Sustainable, Low-Cost Upcycling of Wind Turbine Transition Pieces

Project Description:

Wind turbine blade and nacelle parts after manufacture need to be protected during transportation to prevent damage before assembly. They are wrapped into plastic “bags” (polyvinyl chloride (PVC) transition covers). These transition covers are discarded after use, creating environmental concerns, contributing to the global plastic crisis. Ørsted is an international company working on offshore and onshore wind farms. Ørsted has a hub in Grimsby (East Coast Hub), where over 70 tonnes of plastic covers are held in an outside enclosure, with no end of use strategy.

This project investigates environmentally friendly chemical processes to upcycle plastic waste into valuable products (fuels and fine chemicals), using ight as the power source (photocatalysis) and establish a circular economy for offshore wind.

This approach is copied from natural processes, in which plastic materials are decomposed by solar light. These natural processes, though, can take decades, this work aims not only at speeding up the natural decomposition of plastic under light but also to do so in a controlled manner, so that the decomposition reactions can be tailored to give valuable molecules. We will make the “tools” (photocatalysts) that turn light into energy for the controlled decomposition reaction of plastic. The photocatalysts are embedded in the plastic and the resulting composites placed in a liquid medium and exposed to light. The high-value molecules from the controlled decomposition of the plastic leach into the liquid medium, from which they can be extracted. We also aim at studying the conditions of the decomposition reaction towards the optimization of time, yield and sustainability.
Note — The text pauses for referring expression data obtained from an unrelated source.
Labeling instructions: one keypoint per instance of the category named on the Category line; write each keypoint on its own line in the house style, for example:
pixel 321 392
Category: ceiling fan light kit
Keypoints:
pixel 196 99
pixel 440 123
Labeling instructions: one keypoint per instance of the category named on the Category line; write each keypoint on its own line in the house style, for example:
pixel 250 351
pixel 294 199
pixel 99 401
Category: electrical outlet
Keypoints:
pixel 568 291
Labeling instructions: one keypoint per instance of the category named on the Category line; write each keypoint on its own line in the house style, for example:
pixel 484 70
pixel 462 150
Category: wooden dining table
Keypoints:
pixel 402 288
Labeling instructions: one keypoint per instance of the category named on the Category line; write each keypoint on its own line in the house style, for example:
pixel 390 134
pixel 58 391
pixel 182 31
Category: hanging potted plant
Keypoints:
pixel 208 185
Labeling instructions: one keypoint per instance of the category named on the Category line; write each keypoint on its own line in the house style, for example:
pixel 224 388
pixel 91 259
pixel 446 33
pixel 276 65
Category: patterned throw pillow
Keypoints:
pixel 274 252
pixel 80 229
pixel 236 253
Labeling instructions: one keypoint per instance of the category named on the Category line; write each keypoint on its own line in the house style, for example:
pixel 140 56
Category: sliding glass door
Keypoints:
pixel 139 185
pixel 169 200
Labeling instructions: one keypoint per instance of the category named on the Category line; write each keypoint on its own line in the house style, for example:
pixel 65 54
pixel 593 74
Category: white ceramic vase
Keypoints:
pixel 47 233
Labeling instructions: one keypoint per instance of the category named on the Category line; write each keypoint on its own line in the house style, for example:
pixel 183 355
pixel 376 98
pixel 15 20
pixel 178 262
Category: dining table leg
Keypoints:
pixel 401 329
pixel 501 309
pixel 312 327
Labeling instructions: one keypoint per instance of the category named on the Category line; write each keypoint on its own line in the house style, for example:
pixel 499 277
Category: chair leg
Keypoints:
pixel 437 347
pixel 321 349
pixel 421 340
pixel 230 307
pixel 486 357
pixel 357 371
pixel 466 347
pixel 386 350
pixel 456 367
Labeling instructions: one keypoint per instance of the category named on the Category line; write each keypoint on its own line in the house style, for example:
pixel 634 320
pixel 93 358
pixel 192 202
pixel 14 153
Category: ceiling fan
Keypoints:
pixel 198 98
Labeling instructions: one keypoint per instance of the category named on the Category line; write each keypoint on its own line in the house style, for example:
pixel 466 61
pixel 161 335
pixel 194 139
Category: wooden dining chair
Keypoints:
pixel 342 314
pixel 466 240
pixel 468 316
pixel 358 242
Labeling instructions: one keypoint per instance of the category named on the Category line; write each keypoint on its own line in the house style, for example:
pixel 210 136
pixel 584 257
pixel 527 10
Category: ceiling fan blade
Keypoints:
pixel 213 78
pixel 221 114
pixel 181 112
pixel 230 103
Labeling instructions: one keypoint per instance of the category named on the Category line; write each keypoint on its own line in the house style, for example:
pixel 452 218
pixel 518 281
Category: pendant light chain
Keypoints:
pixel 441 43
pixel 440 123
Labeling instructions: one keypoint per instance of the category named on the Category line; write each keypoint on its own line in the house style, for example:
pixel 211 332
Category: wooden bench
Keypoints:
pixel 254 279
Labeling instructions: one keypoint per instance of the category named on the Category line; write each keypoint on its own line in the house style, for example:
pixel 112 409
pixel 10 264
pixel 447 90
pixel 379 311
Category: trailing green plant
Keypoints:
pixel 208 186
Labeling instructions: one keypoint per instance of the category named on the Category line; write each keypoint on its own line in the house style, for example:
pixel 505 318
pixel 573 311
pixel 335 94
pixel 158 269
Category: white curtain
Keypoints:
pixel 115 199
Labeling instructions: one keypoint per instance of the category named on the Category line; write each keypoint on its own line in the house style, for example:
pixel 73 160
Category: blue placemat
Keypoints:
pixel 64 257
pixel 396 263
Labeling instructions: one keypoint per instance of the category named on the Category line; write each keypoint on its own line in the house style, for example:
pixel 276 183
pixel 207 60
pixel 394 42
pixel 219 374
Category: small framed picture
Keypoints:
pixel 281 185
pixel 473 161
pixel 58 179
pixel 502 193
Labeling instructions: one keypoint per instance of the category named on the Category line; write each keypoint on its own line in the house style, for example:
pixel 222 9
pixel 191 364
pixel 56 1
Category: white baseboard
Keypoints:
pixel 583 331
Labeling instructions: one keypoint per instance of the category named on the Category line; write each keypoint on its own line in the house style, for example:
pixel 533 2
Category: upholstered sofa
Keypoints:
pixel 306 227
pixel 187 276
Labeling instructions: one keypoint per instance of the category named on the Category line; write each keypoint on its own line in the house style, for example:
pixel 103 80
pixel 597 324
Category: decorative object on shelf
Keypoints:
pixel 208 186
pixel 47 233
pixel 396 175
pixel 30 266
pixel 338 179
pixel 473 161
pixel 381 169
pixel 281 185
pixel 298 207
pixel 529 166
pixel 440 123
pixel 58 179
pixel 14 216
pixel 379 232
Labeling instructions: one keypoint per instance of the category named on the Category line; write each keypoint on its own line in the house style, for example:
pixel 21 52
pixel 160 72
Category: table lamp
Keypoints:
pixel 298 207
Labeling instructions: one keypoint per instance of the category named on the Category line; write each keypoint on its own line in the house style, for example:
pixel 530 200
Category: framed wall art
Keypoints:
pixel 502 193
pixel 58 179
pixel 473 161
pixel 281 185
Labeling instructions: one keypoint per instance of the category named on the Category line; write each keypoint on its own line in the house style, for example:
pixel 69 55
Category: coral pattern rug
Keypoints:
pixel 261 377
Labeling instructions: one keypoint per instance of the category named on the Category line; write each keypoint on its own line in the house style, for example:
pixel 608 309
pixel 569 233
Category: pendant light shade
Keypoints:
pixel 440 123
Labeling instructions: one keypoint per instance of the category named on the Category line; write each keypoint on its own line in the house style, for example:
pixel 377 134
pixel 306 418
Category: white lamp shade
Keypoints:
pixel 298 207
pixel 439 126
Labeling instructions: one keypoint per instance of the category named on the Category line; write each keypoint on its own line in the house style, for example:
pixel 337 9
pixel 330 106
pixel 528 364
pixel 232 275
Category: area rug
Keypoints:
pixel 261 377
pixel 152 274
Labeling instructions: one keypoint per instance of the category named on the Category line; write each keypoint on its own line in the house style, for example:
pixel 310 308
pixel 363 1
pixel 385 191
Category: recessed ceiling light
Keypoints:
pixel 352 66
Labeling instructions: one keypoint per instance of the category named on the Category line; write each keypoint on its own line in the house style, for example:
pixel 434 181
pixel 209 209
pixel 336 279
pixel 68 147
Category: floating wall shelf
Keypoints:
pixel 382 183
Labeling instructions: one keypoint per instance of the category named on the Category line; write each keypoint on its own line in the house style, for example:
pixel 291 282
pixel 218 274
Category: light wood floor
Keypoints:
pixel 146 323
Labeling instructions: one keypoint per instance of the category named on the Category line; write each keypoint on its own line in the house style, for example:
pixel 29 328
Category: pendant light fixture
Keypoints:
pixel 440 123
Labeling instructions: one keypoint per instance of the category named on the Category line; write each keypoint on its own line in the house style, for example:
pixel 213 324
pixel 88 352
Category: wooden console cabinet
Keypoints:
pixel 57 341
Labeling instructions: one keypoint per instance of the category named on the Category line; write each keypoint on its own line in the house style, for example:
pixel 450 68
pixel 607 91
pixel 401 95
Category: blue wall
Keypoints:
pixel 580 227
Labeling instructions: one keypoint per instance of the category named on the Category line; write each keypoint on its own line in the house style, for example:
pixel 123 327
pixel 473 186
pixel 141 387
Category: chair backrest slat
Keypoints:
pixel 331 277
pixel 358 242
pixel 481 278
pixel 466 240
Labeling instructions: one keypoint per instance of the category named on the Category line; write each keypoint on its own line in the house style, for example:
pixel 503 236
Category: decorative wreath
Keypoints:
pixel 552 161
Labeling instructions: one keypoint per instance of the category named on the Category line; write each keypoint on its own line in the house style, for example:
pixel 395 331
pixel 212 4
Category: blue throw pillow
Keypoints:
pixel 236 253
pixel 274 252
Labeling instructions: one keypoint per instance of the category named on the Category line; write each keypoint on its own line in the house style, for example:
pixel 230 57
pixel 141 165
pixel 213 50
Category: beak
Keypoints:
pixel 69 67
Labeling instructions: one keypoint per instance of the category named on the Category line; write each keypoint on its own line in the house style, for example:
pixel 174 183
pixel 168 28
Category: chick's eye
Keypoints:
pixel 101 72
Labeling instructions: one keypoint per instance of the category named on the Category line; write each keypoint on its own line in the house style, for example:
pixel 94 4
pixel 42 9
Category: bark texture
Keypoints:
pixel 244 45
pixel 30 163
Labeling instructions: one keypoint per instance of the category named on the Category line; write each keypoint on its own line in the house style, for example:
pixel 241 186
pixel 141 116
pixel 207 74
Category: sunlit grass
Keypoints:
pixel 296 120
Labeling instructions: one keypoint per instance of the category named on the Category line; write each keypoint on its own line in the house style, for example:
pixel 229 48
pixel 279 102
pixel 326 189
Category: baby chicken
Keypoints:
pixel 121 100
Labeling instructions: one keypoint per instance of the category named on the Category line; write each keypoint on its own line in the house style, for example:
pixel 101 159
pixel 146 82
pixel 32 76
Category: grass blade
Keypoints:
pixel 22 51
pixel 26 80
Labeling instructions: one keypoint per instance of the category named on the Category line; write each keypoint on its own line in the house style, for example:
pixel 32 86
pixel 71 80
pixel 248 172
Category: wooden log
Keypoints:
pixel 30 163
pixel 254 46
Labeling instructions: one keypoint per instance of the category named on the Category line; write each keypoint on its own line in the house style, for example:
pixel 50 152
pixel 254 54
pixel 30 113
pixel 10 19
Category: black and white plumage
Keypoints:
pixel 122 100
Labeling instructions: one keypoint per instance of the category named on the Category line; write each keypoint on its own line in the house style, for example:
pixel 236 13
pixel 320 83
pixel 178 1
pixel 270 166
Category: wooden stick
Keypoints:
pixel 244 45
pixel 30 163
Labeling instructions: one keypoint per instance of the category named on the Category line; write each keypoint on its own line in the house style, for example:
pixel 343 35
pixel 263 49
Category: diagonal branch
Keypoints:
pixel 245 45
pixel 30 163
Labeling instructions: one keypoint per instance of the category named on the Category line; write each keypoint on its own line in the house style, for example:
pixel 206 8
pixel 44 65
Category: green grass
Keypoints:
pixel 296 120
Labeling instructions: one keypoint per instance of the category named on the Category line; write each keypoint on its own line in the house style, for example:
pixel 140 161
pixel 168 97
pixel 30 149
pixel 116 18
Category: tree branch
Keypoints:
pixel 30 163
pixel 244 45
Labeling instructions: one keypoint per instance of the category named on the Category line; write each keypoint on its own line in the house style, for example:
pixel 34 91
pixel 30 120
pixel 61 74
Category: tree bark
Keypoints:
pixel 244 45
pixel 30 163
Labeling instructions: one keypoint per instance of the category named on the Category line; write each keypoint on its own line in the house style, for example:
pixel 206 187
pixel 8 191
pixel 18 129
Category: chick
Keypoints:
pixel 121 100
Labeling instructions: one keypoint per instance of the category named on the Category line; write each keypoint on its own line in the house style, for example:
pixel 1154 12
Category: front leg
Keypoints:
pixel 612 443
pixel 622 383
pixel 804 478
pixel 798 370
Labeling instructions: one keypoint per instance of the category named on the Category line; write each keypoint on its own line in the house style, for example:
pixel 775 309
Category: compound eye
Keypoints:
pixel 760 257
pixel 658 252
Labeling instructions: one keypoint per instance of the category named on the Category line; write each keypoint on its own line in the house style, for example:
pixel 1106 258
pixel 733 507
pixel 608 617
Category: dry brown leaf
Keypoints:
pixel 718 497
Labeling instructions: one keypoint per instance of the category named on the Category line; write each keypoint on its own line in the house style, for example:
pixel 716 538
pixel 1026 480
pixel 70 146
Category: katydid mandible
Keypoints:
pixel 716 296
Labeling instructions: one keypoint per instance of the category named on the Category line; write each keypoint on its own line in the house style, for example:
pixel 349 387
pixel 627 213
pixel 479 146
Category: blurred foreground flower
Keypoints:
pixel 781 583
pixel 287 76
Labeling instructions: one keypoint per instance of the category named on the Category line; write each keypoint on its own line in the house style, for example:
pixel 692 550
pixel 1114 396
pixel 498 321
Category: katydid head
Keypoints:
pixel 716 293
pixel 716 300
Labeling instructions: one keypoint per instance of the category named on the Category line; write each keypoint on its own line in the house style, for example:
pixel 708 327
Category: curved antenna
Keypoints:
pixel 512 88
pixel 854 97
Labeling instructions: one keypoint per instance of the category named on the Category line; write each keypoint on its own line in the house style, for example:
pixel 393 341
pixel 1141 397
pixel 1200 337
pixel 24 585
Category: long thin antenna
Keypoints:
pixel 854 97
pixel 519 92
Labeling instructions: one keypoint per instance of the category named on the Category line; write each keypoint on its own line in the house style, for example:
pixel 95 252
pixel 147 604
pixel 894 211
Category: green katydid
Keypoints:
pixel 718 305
The process developed here follows from the funded project “Sunburst” [3751266 Research England] where non-toxic, low-cost iron oxide was used as photocatalyst for the controlled decomposition of PLA and water as the liquid medium in which the high-value monomer, lactide, was released after exposure to UV light. The use of water for PVC has the further advantage of “extracting and storing” chloride, giving a solution of reusable chloridric acid and, at the same
time, avoiding the production of chlorinated organic molecules, considered an environmental pollutant. High-value molecules such as alkanes (fuel and lubricants) were obtained from pure PVC using a UV light, in preliminary studies. We will concentrate on PVC samples provided by Ørsted, who awarded MGF an Innovation Exchange prize (Upcycling Protective Plastics from Offshore Wind Farms; £ 21250).

The focus on PVC waste material from real transition covers, instead of model PVC, will introduce new challenges, such as the identification of additional plasticisers, dyes and other additives and the development of processes to separate them from the PVC, that can then be re-utilised in the photocatalytic decomposition towards high-value products. We also aim at establishing the basis for studying upscaling of the processes discovered so far, moving from milligrams to grams before the end of the project.